What to do during a shutoff

  • Think cooling center. If there is nowhere else to go and your home is too hot, try checking out a local cooling center. Plus, don't forget about your pets! If it's too hot for you, it's too hot for them.
  • Keep food cold; keep the fridge and freezer closed. It may be tempting to open up the fridge or freezer for some cooling relief, but don't do it! In most freezers, food will stay frozen for one to three days and below 40 degrees Fahrenheit for another couple of days.
  • Use the car. If you need an emergency way to stay cool, hanging out in the car with the AC on can be a temporary solution. 
  • Unplug and switch off everything that runs on electricity. Power outages lead to power surges once power is switched back on. This can destroy your electronics if you don't take the necessary precautions.

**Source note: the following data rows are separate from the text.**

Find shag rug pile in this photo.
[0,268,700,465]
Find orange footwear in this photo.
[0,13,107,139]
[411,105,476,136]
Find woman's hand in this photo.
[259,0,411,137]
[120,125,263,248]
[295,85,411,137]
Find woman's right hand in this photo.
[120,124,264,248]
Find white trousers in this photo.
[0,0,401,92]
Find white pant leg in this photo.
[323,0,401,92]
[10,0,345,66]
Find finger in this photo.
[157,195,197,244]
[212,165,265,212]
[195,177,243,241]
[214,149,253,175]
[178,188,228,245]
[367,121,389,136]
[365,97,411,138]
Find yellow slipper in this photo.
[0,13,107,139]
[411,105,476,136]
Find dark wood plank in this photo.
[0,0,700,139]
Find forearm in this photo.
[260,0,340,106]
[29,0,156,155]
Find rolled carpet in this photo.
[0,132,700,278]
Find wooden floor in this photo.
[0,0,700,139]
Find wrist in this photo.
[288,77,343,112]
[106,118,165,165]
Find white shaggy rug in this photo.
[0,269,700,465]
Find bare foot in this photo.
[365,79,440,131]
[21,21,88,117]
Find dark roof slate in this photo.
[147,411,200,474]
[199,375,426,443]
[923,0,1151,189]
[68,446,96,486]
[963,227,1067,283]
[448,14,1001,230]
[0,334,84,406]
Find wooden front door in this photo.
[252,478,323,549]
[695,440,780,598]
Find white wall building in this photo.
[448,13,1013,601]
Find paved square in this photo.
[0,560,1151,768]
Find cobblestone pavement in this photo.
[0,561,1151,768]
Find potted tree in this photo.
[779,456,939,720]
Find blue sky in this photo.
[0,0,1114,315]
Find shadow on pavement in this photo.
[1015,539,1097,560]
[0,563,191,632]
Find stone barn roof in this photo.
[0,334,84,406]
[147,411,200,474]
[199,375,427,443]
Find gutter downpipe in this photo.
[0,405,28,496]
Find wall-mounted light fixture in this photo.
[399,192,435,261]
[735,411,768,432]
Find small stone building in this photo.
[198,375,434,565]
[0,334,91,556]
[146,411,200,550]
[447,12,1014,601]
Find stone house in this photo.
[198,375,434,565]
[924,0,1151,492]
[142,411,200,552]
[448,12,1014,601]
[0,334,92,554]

  • Check in with your neighbors. Older adults and young children are especially vulnerable to heat illness in a heatwave.
  • Be aware of carbon monoxide poisoning. Carbon monoxide is a colorless, odorless gas and it can sicken or kill people during power outages. Only use generators outdoors and away from windows. Do not use a gas stove to heat your home. Make sure your carbon monoxide detector is working.